Düzen Nedir ki Kaos Ne Olsun?


Kaos: Anlayamadığımız düzen hali. Görebildiğimiz kadarı ise kozmos.

Kaos bir düzensizlik halidir. İnsanın kendi elleriyle yüzüne gözüne bulaştıra bulaştıra, savaşa savaşa, birbirini yiye yiye koymaya çalıştığı düzene karşı gelme; evrende işleri oluruna bırakma felsefesidir. Çünkü zannedildiği kadar da akıllı olmayan insan, her konuda olduğu gibi, düzen kurmada da başarısızdır. Üstelik bu insan doğasında var olan başarısızlığı kabul edemeyen insanlar sapıtır.
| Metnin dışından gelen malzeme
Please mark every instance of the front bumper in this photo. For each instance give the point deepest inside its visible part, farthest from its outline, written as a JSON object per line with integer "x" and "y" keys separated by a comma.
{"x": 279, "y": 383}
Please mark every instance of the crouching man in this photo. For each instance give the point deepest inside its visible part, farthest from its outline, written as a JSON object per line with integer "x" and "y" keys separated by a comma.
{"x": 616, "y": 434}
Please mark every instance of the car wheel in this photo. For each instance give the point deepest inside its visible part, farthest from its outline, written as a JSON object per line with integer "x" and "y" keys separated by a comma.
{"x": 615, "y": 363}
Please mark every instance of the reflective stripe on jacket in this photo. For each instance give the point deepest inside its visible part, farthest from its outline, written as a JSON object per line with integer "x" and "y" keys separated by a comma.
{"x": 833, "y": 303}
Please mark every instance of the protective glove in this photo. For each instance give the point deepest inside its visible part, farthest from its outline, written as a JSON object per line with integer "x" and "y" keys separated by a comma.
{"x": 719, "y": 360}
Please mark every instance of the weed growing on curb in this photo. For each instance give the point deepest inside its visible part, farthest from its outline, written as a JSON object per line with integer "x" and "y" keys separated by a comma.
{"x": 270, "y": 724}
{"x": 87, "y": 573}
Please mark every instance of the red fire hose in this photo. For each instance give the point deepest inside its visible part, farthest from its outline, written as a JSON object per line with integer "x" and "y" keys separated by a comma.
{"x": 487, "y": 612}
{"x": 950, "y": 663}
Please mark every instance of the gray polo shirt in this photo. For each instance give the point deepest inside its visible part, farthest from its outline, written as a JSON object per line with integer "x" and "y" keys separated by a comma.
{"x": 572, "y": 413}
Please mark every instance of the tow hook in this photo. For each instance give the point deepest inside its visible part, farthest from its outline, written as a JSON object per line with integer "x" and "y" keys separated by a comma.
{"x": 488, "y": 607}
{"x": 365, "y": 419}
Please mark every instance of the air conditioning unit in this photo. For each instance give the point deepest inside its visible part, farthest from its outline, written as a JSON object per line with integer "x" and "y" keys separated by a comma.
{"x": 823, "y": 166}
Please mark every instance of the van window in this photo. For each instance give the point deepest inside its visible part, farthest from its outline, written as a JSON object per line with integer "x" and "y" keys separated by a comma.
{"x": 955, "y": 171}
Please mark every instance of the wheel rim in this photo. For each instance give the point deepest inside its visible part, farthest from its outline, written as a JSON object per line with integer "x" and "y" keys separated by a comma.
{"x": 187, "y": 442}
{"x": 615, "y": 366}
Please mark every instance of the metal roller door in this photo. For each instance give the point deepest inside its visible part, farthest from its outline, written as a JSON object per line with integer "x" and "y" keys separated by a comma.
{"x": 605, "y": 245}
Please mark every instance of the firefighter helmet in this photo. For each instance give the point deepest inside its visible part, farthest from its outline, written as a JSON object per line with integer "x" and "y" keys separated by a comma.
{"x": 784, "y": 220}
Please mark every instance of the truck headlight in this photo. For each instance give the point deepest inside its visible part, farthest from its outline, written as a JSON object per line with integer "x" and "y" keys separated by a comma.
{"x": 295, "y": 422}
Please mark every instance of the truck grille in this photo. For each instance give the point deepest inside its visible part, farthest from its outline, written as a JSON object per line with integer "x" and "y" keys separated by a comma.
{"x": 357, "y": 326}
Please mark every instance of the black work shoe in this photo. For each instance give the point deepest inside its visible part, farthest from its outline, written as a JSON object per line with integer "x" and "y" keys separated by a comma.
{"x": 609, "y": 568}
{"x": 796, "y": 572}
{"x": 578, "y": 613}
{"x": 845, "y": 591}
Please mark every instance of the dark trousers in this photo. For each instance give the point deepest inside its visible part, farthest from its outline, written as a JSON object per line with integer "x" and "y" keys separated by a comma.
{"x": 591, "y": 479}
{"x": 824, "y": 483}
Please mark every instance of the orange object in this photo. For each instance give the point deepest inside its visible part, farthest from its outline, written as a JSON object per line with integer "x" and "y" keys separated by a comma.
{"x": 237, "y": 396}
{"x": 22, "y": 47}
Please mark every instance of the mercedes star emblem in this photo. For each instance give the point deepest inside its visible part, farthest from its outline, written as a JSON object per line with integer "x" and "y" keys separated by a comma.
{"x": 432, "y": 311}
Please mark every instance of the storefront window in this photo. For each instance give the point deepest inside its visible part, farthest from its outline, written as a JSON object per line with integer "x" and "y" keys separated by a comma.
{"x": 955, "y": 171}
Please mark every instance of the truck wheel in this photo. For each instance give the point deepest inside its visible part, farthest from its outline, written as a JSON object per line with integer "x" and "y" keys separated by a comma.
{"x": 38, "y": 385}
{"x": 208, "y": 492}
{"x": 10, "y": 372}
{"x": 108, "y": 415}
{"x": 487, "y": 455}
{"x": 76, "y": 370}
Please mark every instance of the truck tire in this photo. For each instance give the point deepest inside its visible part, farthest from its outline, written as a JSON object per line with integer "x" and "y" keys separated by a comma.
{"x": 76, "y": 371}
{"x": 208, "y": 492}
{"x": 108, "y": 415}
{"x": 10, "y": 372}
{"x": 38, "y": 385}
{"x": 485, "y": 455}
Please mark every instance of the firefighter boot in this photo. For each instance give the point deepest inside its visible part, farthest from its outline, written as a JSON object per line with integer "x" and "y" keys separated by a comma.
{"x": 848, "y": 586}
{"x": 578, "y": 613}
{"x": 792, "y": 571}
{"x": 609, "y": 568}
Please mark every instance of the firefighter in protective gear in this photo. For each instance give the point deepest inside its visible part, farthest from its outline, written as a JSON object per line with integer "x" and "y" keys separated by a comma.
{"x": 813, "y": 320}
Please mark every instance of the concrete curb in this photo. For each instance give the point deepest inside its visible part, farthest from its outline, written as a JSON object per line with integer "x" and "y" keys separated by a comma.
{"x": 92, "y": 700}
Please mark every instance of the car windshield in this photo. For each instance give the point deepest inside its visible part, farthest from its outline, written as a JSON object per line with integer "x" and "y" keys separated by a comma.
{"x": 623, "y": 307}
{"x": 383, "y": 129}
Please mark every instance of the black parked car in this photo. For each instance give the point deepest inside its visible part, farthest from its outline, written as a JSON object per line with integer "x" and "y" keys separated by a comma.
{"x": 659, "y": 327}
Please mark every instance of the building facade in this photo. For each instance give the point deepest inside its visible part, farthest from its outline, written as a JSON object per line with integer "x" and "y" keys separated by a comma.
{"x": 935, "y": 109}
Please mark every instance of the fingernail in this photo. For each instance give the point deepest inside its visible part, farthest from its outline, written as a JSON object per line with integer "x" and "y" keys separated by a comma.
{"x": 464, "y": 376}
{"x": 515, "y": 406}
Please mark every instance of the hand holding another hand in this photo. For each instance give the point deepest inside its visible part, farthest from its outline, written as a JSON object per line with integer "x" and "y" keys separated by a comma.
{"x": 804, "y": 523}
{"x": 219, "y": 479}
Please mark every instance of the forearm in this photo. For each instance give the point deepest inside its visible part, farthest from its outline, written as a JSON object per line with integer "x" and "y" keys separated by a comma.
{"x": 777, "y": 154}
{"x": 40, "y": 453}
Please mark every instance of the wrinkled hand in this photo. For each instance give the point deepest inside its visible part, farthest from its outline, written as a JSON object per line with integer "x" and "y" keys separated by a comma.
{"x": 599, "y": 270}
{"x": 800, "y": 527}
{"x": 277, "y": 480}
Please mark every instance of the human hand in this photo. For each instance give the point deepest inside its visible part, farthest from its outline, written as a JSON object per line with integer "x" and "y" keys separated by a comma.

En ala sapkınlık da budur.


Doğanın kendisi karmaşaysa, ki biraz belgesel izlerseniz (STVdekiler dahil) öyle olduğu gözünüzden kaçmayacak, işleri bir düzene oturtmaya çalışmak evrene karşı gelmek oluyor aslında. Zaten kimsenin de bunda başarılı olduğu falan yok.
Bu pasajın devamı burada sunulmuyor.